# Introduction to Statistics Part II


Now that we have learned how to use the mean and median, we'll talk about some more advanced statistics.

In [None]:
# import pandas and numpy



## Count Statistics

*Count variables* are variables which represent the number of events that occur of a specific category. This can be anything, like the number of dogs in a park or how many people went to a concert. For both of these examples, each of the counts must be *whole numbers*, i.e. `int` data type. 

Run the cell below to load a listing of the weather in Detroit for every day since 1950:

In [None]:
data_table = pd.read_csv('../SampleData/detroit_weather.csv') # Data from Mathematica WeatherData, 2019

Take a look at the contents of `data_table`:

In [None]:
# Run head on data_table to look at its contents



In [None]:
# Run tail on data_table to look at its contents



This table contains if it was snowing and if it was raining for each day in Detroit since 1950. We will use this as an example dataset.

In [None]:
# Lookup the weather for May 1, 2019:


In [None]:
# another way to do the same thing is chain together multiple calls to query
data_table.query('YEAR == 2019').query('MONTH == 5').query('DAY == 1')

As we can see, it was raining, but not snowing that day!

Now, let's create some count statistics! To do this, we will use the `Counter` **module** from the `collections` **package**. Let's import it! 

In [None]:
# Import the Counter class from collections to help us do the counting

from collections import Counter

`Counter` summarizes any `list` with the counts of all its unique variables:

In [None]:
# Create a list and count it using Counter

Counter([1,1,1,1,1,2,2,2,2,2])

Now, let's count the weather data!

In [None]:
# Count how many days it has snowed in Detroit since 1950:



It looks like it has snowed 4,235 days in that time period, that is a lot!

This `Counter` variable functions a lot like a dictionary object - we haven't talked about this data type in this course, but essentially its a way of mapping **keys** to **values**. We can access the **values** associated with each **key** in a similar way that we index lists. For example, if we wanted to get the total number of snow days in our data set:

In [None]:
# snow days where value == True



Let's break this down a little more granuarly. How are these 4235 total snow days distributed across our 12 months?

In [None]:
# Count how many days *per month* it has snowed since 1950 and print



What about the days that is *has not* snowed per month?

In [None]:
# How many days *per month* has it NOT snowed since 1950 and print?



## Percentages

A *percentage* is a number between 0 and 1 which represents the fraction of a given variable that meets a given condition. i.e. if there are 28 dogs and 45 cats at the humane society, the percentage of adoptable animals that are dogs is:

In [None]:
28/(28 + 45)

First, let's calculate the percentage of all days since 1950 that have been snow days using the variable `snow_days` from above.

In [None]:
# percentage of all days since 1950 that have been snow days


Now, let's calculate the percent of January days that have had snow since 1950. To do this, we first need the total number of January days since 1950.

In [None]:
# How many days TOTAL have there been in each month since 1950?

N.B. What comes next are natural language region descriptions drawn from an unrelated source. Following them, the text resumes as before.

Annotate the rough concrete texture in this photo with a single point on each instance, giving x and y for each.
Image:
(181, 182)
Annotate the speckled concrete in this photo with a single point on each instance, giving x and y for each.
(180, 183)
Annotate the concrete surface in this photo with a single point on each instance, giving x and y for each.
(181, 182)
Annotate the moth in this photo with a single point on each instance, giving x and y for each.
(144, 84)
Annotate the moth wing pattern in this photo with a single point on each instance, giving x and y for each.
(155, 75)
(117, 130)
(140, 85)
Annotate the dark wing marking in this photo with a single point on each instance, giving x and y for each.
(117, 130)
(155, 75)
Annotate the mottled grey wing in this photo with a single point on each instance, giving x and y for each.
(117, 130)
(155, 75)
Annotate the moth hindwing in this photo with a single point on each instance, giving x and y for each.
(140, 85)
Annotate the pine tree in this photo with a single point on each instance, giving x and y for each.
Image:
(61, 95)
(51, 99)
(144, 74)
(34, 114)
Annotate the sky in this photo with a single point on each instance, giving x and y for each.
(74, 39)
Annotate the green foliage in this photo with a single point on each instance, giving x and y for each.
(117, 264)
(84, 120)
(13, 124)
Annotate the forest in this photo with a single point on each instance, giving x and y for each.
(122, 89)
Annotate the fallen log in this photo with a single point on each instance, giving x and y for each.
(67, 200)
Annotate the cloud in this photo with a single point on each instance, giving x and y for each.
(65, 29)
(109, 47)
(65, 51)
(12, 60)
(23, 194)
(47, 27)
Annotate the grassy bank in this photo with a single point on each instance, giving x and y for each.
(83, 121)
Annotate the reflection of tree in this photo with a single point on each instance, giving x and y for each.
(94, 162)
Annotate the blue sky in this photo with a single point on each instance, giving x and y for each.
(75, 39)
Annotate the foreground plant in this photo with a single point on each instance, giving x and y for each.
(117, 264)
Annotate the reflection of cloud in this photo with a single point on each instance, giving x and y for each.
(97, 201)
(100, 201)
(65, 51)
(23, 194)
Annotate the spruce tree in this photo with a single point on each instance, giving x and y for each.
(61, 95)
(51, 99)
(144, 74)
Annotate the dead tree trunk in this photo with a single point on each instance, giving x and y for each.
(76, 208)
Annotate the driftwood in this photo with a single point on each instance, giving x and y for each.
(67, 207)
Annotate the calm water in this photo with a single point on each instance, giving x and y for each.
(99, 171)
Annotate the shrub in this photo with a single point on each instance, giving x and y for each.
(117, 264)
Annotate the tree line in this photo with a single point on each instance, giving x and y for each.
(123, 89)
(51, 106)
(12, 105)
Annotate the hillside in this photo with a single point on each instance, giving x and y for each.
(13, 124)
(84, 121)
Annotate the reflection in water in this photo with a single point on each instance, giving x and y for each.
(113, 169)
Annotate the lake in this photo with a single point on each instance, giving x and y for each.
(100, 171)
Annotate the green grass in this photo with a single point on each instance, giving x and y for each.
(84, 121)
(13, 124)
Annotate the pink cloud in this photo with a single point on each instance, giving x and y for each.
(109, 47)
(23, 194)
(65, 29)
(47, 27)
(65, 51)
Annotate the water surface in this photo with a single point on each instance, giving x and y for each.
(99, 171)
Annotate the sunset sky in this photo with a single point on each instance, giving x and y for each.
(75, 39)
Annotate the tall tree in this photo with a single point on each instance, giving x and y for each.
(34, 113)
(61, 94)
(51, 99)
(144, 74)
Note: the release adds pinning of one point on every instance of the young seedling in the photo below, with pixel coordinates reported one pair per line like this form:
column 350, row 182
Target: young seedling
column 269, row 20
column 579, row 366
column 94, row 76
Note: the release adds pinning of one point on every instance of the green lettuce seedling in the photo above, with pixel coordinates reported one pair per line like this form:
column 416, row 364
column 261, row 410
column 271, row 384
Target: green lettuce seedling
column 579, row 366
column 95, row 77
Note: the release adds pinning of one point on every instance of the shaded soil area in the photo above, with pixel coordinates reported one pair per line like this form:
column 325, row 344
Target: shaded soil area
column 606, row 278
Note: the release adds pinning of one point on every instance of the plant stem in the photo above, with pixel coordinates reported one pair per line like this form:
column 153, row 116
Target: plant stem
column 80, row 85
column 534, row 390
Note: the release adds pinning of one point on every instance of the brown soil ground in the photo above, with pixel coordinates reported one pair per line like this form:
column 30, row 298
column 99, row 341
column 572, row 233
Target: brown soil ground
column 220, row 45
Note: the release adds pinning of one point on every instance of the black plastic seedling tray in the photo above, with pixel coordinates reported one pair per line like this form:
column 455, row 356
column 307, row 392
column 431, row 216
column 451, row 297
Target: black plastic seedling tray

Now let's use the `snow_days_by_month` and `days_by_month` variables to isolate the **values** associated with the **key** for January to calculate the percentage.

In [None]:
# Find the percentage of days in January where it snowed:



A percentage of 51% means that half the January days since 1950 have seen snowfall. 

Now let's do the same for June.

In [None]:
# Now do the same for June:




It shouldn't come as much suprise that it doesn't snow much in summer!

In this lesson you learned how to:

* Calculate count statistics using data from `pandas`
* Calculate percentages from count statistics
     
Now, lets continue to practice with your partner!